Township Manager Shawn Arbaugh said the city and the township, in addition to Falls Creek Borough officials and the engineering firms, met with the Pennsylvania Department of Environmental Protection to discuss the Act 537 sewage plan for the city. The plan will determine how large the city needs to construct its new treatment plant because Falls Creek and the township are municipal customers of the city. Neither have yet signed the plan.

“Overall, the meeting was good, the DEP really reiterated that they want to see both Falls Creek and the township pass a resolution approving of the Act 537 plan,” said Arbaugh. “They did stress that there was some urgency behind it due to the condition of the treatment facility and some potential funding opportunities.”

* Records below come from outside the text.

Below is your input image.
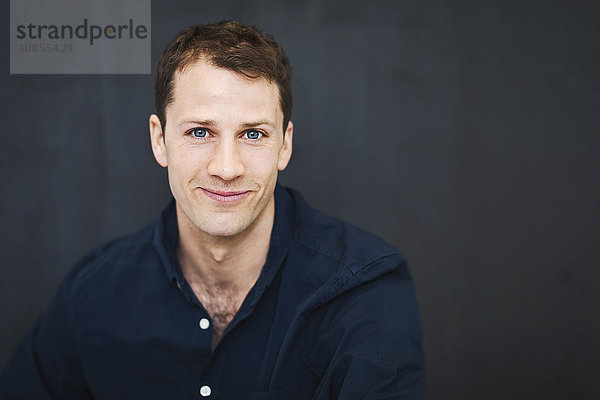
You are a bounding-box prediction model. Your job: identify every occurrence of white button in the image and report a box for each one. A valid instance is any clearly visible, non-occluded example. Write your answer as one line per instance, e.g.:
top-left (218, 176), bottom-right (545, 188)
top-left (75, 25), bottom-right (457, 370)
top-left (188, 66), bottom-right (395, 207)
top-left (199, 385), bottom-right (211, 397)
top-left (199, 318), bottom-right (210, 330)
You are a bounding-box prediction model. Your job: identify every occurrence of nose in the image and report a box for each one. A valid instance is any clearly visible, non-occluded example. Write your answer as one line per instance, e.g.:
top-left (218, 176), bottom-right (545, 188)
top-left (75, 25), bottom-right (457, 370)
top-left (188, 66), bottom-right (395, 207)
top-left (207, 137), bottom-right (245, 181)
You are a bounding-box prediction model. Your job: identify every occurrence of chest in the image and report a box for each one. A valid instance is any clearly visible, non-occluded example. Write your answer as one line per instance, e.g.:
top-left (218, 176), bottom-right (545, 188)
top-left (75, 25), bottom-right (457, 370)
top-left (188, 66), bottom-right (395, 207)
top-left (75, 278), bottom-right (317, 400)
top-left (189, 283), bottom-right (248, 347)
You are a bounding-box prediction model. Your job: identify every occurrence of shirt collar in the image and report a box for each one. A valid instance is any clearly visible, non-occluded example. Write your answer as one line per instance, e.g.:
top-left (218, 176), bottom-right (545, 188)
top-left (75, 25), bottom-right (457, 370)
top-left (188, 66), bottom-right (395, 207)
top-left (152, 183), bottom-right (293, 293)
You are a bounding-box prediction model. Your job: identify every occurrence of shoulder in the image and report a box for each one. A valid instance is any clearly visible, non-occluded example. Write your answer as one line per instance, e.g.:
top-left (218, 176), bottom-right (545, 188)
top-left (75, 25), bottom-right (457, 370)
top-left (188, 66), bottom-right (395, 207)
top-left (279, 187), bottom-right (413, 306)
top-left (285, 187), bottom-right (407, 273)
top-left (62, 221), bottom-right (159, 300)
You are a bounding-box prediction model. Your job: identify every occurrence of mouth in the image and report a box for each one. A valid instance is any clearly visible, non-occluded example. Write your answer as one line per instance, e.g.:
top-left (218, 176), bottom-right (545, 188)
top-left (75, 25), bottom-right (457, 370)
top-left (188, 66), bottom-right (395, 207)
top-left (200, 188), bottom-right (251, 203)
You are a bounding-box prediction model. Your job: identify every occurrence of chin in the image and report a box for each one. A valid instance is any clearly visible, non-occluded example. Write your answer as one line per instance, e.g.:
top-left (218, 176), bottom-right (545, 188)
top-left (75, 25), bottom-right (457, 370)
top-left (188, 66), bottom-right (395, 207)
top-left (202, 225), bottom-right (243, 238)
top-left (194, 215), bottom-right (250, 238)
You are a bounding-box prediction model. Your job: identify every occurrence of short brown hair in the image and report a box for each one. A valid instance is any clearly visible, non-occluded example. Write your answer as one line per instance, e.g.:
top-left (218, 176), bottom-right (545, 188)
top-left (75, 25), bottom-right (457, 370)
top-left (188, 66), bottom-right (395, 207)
top-left (154, 20), bottom-right (293, 133)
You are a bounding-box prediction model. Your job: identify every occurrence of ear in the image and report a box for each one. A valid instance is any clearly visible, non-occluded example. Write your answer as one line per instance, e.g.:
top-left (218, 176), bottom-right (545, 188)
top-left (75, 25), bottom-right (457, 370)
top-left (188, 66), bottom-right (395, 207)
top-left (149, 114), bottom-right (168, 167)
top-left (277, 120), bottom-right (294, 171)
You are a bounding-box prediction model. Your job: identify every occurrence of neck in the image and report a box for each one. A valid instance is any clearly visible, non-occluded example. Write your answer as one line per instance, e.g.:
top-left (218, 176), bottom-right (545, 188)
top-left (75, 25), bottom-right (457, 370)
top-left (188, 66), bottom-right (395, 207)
top-left (176, 196), bottom-right (275, 290)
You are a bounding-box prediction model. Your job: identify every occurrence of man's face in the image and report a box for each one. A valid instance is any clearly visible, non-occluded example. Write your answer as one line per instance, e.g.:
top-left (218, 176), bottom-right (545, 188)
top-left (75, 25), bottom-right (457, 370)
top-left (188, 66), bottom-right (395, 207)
top-left (149, 61), bottom-right (293, 239)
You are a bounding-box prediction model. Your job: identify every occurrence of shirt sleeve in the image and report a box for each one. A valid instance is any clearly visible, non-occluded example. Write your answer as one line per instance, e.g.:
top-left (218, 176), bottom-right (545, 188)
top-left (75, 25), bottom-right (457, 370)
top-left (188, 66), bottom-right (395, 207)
top-left (308, 258), bottom-right (425, 400)
top-left (0, 263), bottom-right (93, 399)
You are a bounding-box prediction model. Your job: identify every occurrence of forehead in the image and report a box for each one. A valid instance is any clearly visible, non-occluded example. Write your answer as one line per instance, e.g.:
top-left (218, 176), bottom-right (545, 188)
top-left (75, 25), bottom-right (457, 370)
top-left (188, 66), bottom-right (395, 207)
top-left (168, 61), bottom-right (282, 124)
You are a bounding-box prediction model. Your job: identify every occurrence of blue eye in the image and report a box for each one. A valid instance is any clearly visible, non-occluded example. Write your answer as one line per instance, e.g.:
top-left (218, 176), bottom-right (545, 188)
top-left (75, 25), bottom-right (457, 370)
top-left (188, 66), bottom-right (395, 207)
top-left (191, 128), bottom-right (208, 138)
top-left (245, 130), bottom-right (262, 140)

Arbaugh said the township committee will continue to meet with the city to work out terms of the agreement. Arbaugh said he, with township Engineer Perry Bowser, Salandra and Supervisor Mark Sullivan, have been working on various scenarios.

Supervisor Dave Sylvis asked if the DEP brought up what the township’s obligation would be if the township decides it’s not going with an agreement with the city and would sell the municipal authority to Aqua Pennsylvania Inc. instead.

“We would have to, no matter what, approve an Act 537 plan,” said Arbaugh. “Even if we did sell our system to another entity such as Aqua we would be required to still have some resolution for the Act 537 plan.”

According to Arbaugh, the DEP representatives said it was “highly unlikely” for the township’s sewage to be able to go anywhere else besides the DuBois City treatment facility.

“My question wasn’t whether our sewage would continue to go there, it’s what our obligation would be as a municipality if we decide to sell our system?” said Sylvis.

“We’d still be required to... if we so choose to, to pass a resolution to approve the 537 plan,” said Arbaugh, noting that he doesn’t believe that locks in the cost because it’s an estimated cost.

“I think from our side ... we kind of reiterated that we either wanted to enter into some kind of long-term agreement with the city so that we understood the restructure or sell the system before we sign the resolution to approve the 537 plan,” said Arbaugh.